RV overnight parking is available at Grand Targhee Resort for $20/night. No electrical, water or sewage hookups are available. The maximum stay is 7 consecutive nights. The resort is also a short drive to the nice town of Driggs, ID where you can grab groceries, food and check out a couple breweries. If you really want, you can head over the pass to Jackson Hole.

(Because of a reader's comment below, I called Grand Targhee to double check if they allow RV overnight parking. The guy I spoke to says yes, they do still allow it. Make sure you visit their website so you have all the correct information before heading there.)

*The view from Grand Targhee is superb and the mountain is so much fun to snowboard at. We preferred it to Jackson Hole Mountain Resort which was more expensive, crowded and kind of upscale. Grand Targhee is where the locals go. You can check out my post about our time here and in Jackson Hole. Also, if you happen to need a place to stay while you're in the area (for friends and family who don't own an RV), we stayed at this cabin from Airbnb and highly recommend it.

Kevin and Andrew at Grand Targhee.

9.     Schweitzer Mountain Resort (Sandpoint, ID)

RV overnight parking is welcome at Schweitzer Mountain Resort for $20/night. A maximum three consecutive night stay is allowed, but request for longer stays can be directed to the parking staff. No hookups available on site. Read their website for more detailed information.

10. Wolf Creek Ski AREA (Pagosa Springs, CO)

Wolf Creek Ski is located outside the town of Pagosa Springs about an hour east of Durango, CO. RVers are welcomed to stay overnight 3 – 4 nights (flexible but no long term stays was what I was told when I called) in one of the resort parking lots. It’s free parking and there are no hookups available. 

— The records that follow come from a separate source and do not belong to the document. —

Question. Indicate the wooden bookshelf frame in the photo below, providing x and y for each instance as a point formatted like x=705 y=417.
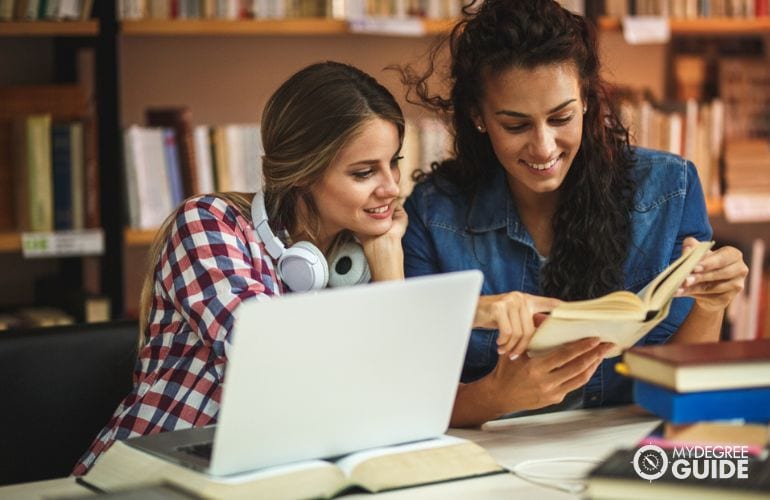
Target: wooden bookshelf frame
x=133 y=237
x=49 y=28
x=703 y=26
x=221 y=27
x=250 y=27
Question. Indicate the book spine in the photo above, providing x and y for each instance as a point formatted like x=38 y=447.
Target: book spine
x=752 y=405
x=62 y=175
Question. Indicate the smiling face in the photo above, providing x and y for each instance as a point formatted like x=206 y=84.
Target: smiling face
x=359 y=189
x=534 y=118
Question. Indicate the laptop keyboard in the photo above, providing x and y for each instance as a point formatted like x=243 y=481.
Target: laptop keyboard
x=202 y=450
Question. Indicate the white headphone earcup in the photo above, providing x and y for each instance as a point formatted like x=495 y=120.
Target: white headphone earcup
x=349 y=266
x=303 y=267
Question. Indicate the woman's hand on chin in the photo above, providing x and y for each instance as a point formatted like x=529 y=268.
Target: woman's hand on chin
x=384 y=252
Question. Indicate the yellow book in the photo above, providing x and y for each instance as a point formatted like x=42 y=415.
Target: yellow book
x=619 y=317
x=442 y=459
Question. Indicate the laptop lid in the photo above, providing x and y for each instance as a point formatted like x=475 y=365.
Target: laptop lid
x=327 y=373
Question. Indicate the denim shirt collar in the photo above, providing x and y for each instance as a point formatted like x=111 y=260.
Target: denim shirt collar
x=485 y=212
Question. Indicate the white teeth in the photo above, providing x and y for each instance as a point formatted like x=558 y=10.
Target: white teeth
x=542 y=166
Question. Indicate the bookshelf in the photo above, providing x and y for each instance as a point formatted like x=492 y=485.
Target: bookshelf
x=703 y=26
x=146 y=62
x=282 y=27
x=49 y=54
x=49 y=28
x=216 y=27
x=134 y=237
x=10 y=241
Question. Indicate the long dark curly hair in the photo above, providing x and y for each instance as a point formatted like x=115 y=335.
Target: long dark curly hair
x=591 y=226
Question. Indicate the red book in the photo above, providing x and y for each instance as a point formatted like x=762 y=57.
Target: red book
x=701 y=367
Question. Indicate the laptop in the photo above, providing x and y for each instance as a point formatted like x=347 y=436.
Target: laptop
x=319 y=375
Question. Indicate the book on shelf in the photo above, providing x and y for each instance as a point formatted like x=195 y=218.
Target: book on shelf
x=64 y=104
x=750 y=404
x=204 y=164
x=621 y=317
x=701 y=367
x=615 y=478
x=437 y=460
x=179 y=119
x=33 y=172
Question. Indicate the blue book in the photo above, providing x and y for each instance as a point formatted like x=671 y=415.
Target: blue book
x=752 y=405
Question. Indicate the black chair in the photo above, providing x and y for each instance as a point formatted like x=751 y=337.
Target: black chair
x=58 y=388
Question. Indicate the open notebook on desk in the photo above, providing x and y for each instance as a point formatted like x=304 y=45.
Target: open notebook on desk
x=322 y=375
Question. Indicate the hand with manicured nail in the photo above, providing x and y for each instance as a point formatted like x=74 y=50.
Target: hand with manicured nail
x=717 y=278
x=515 y=315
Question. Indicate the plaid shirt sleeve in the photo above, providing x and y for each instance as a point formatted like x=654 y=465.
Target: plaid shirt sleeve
x=209 y=265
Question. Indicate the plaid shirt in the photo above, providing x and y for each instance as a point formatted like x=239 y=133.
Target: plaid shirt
x=212 y=261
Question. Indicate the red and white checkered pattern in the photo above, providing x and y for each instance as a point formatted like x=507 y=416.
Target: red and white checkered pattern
x=212 y=262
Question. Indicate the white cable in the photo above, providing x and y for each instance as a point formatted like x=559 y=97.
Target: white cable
x=569 y=484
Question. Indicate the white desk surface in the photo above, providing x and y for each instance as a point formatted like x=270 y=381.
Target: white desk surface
x=577 y=433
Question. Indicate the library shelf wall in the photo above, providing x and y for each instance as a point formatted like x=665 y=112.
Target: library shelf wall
x=59 y=47
x=221 y=27
x=49 y=28
x=257 y=55
x=268 y=27
x=703 y=26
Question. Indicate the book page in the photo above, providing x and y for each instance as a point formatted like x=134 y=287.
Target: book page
x=426 y=462
x=662 y=289
x=615 y=305
x=349 y=462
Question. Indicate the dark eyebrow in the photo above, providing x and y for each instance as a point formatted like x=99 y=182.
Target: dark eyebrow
x=516 y=114
x=364 y=163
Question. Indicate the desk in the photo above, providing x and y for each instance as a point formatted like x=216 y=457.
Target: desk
x=584 y=433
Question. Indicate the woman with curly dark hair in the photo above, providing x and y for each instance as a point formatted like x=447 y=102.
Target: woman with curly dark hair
x=547 y=198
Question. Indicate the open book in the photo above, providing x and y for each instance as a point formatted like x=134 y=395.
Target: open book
x=445 y=458
x=619 y=317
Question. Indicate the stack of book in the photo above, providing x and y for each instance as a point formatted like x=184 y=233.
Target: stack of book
x=714 y=400
x=686 y=383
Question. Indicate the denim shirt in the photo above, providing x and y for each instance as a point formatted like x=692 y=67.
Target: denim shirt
x=449 y=231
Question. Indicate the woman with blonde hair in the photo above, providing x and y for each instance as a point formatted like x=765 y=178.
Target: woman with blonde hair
x=331 y=135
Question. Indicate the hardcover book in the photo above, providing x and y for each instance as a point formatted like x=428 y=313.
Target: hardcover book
x=437 y=460
x=702 y=367
x=751 y=405
x=620 y=317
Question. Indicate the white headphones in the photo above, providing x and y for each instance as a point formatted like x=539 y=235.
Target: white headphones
x=302 y=266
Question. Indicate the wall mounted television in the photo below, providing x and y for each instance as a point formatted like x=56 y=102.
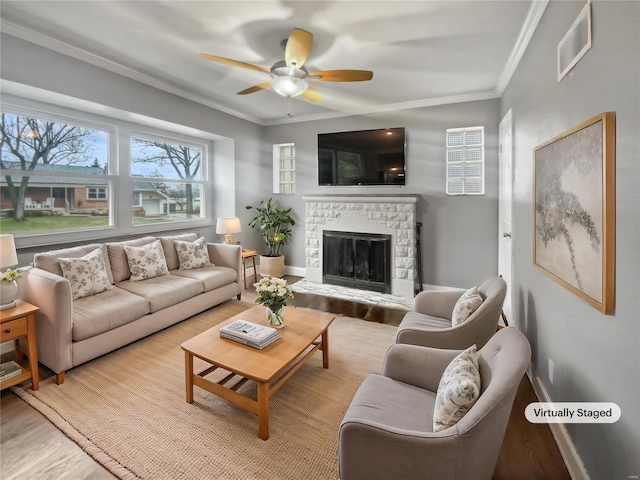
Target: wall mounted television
x=365 y=157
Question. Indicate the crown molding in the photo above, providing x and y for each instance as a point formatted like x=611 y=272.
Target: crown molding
x=58 y=46
x=392 y=107
x=531 y=22
x=534 y=15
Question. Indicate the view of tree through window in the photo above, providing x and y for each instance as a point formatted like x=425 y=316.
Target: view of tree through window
x=47 y=170
x=161 y=198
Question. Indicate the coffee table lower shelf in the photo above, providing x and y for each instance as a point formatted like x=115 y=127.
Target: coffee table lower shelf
x=258 y=407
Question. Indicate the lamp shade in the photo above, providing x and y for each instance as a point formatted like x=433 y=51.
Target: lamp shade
x=8 y=255
x=228 y=225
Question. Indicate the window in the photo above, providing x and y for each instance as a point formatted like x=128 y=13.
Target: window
x=50 y=169
x=465 y=161
x=69 y=172
x=162 y=198
x=284 y=168
x=96 y=193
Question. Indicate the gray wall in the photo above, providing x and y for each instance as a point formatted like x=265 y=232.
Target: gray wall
x=459 y=233
x=596 y=356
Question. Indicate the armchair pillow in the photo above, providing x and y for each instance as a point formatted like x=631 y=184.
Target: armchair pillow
x=146 y=261
x=458 y=390
x=87 y=275
x=193 y=254
x=466 y=305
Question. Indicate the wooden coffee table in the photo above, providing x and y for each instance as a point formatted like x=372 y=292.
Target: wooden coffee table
x=303 y=329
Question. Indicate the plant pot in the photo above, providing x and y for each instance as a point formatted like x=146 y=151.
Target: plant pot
x=272 y=266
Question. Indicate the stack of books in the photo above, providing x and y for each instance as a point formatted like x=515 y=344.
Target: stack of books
x=251 y=334
x=9 y=370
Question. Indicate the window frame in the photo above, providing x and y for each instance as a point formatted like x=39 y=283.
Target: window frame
x=120 y=129
x=279 y=170
x=99 y=190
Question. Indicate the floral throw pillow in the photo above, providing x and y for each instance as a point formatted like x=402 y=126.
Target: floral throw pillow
x=466 y=305
x=146 y=261
x=458 y=390
x=192 y=254
x=87 y=275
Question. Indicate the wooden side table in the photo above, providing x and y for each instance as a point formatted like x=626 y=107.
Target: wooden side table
x=246 y=255
x=17 y=322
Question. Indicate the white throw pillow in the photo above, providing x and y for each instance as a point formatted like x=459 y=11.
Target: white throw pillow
x=458 y=390
x=146 y=261
x=466 y=305
x=87 y=275
x=192 y=254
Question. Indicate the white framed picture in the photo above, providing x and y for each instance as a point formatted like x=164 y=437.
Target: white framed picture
x=575 y=43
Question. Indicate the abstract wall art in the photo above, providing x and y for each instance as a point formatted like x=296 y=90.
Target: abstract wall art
x=574 y=210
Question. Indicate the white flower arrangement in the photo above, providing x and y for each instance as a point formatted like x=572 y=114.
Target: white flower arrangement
x=11 y=275
x=272 y=292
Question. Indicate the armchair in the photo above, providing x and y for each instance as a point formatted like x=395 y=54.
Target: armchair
x=429 y=325
x=387 y=431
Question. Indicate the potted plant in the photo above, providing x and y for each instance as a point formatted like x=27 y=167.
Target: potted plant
x=9 y=288
x=273 y=222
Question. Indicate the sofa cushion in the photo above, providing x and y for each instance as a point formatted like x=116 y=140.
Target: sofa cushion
x=118 y=257
x=170 y=249
x=193 y=254
x=466 y=305
x=458 y=390
x=146 y=261
x=211 y=277
x=164 y=291
x=87 y=275
x=49 y=260
x=105 y=311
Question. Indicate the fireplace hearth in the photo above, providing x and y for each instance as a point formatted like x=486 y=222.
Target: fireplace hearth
x=357 y=260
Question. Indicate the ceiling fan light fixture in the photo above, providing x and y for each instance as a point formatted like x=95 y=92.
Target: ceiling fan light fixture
x=288 y=86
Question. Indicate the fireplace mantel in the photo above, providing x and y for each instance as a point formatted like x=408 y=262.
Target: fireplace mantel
x=393 y=215
x=361 y=198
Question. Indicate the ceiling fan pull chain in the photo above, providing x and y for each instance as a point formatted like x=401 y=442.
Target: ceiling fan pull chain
x=289 y=113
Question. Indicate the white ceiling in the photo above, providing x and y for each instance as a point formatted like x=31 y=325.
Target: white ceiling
x=421 y=52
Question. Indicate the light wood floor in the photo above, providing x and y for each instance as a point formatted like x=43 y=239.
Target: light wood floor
x=32 y=448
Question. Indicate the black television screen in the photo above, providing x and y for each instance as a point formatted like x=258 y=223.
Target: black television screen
x=366 y=157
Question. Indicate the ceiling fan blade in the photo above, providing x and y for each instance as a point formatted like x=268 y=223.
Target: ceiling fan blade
x=298 y=47
x=342 y=75
x=234 y=63
x=255 y=88
x=312 y=94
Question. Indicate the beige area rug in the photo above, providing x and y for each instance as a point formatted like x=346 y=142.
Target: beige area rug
x=128 y=410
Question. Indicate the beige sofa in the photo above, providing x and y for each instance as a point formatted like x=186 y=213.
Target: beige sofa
x=71 y=332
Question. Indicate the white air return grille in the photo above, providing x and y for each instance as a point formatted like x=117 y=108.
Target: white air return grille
x=465 y=161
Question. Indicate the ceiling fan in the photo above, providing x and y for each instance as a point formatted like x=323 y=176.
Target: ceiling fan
x=289 y=78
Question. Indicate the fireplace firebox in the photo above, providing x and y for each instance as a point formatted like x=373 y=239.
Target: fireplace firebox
x=357 y=260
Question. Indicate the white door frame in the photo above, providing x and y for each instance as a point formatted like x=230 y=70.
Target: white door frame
x=505 y=208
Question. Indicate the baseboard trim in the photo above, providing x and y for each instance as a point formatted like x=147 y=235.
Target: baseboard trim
x=295 y=271
x=563 y=440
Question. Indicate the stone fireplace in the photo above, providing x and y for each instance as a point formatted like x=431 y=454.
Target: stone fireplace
x=386 y=215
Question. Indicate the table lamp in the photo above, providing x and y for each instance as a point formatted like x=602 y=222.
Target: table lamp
x=227 y=226
x=8 y=258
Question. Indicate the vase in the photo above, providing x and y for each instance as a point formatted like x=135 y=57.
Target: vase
x=8 y=292
x=275 y=319
x=271 y=266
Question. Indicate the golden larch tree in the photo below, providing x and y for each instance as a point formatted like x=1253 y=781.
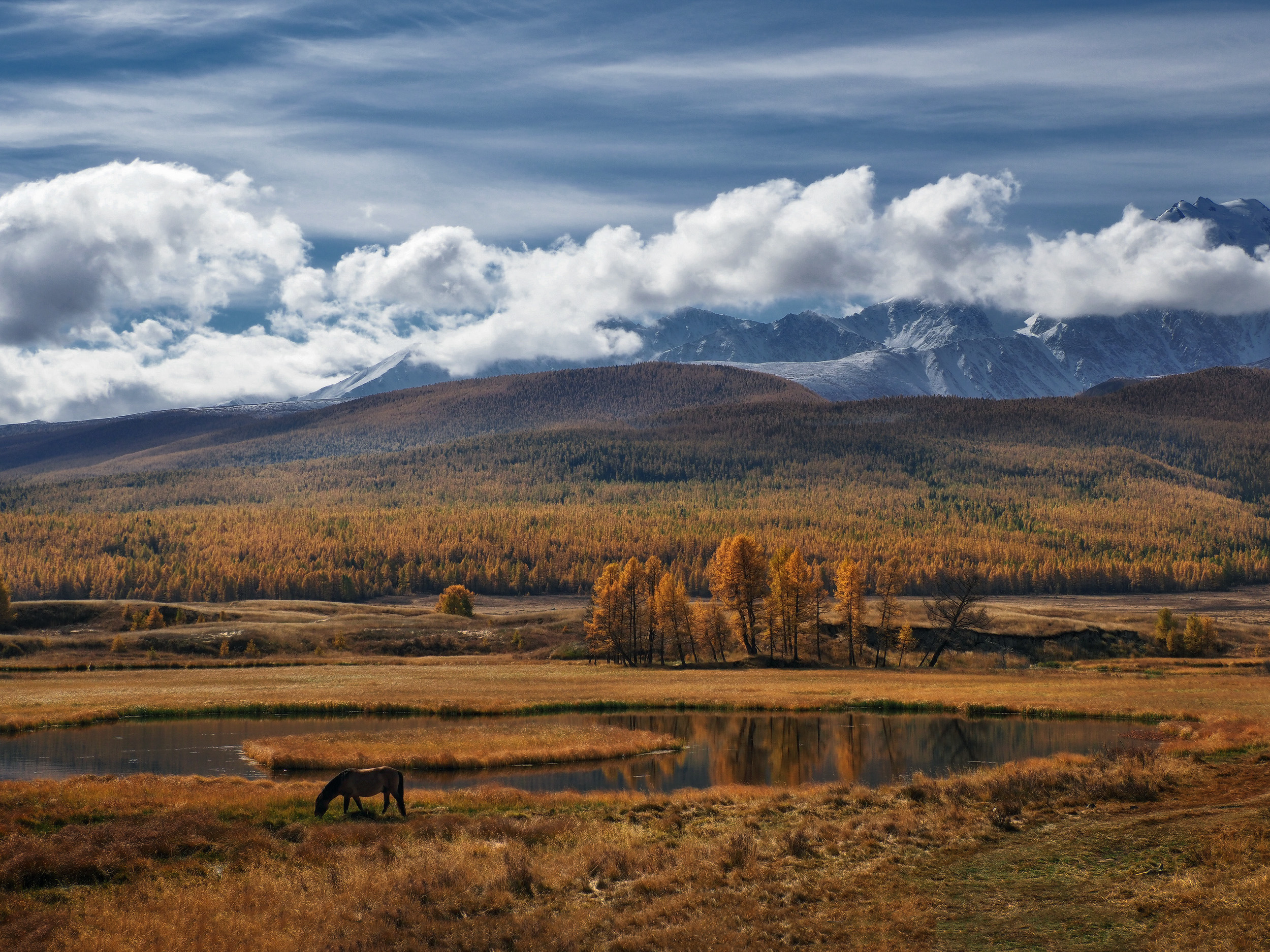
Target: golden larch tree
x=849 y=592
x=738 y=579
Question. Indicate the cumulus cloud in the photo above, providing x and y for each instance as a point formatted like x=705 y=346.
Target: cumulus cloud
x=78 y=249
x=108 y=278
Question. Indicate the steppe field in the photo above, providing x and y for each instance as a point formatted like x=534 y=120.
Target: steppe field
x=1150 y=848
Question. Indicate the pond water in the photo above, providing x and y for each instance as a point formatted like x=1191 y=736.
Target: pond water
x=722 y=748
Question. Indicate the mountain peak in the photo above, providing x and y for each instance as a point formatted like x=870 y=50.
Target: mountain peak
x=1244 y=222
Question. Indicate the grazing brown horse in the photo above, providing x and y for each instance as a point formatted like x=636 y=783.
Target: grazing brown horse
x=364 y=783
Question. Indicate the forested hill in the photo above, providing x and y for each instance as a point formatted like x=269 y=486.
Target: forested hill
x=1164 y=485
x=385 y=422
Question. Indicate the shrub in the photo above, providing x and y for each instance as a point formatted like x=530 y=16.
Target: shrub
x=455 y=601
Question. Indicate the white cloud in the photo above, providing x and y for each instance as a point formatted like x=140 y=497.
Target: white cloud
x=78 y=249
x=82 y=253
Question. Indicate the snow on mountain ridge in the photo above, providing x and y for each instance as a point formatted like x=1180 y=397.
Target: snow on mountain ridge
x=1244 y=222
x=908 y=346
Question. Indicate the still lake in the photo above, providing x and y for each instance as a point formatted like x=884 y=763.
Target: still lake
x=723 y=748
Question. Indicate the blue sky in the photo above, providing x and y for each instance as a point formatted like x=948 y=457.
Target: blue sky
x=991 y=131
x=530 y=120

*We made the drive up and over Wolf Creek Pass on our way to Durango from Great Sand Dunes National Park in April and experienced pretty blizzardy conditions. Be prepared for the pass, it's a big and steep one.

This was Wolf Creek Pass in April. And we made it up and over it in our old truck!

This was Wolf Creek Pass in April. And we made it up and over it in our old truck!

11. Bridger Bowl Ski Area (Bozeman, MT)

Bridger Bowl Ski Area is located in the Bridger Mountain Range in Bozeman, MT.  RVers can stay overnight for free. There are no hookups available. The resort does ask RVers to call first to double check the status of overnight stays. Sometimes the weather prohibits RVs to park overnight on-site. Also double check on the length of stay, they weren't very specific when I called. Their website doesn't provide any information about RV overnight parking so calling them is the best way to get info.

12. Whitefish Mountain Resort (Whitefish, MT)

Located 31 miles from Glacier National Park, adventurous RVers can spend time at the resort and then explore the national park covered in snow. Whitefish Mountain Resort allows RVers to stay overnight but ask that they go by the lodging first to get a parking pass. It’s free to stay but hookups aren’t available. Whitefish Mountain Resort also doesn't have any information about RV overnight parking on their website so call if you have questions - especially about number of nights you're allowed to stay. The person I spoke to said a few but wasn't convincing.

Do you know of other ski resorts that let RVers overnight in their parking lots?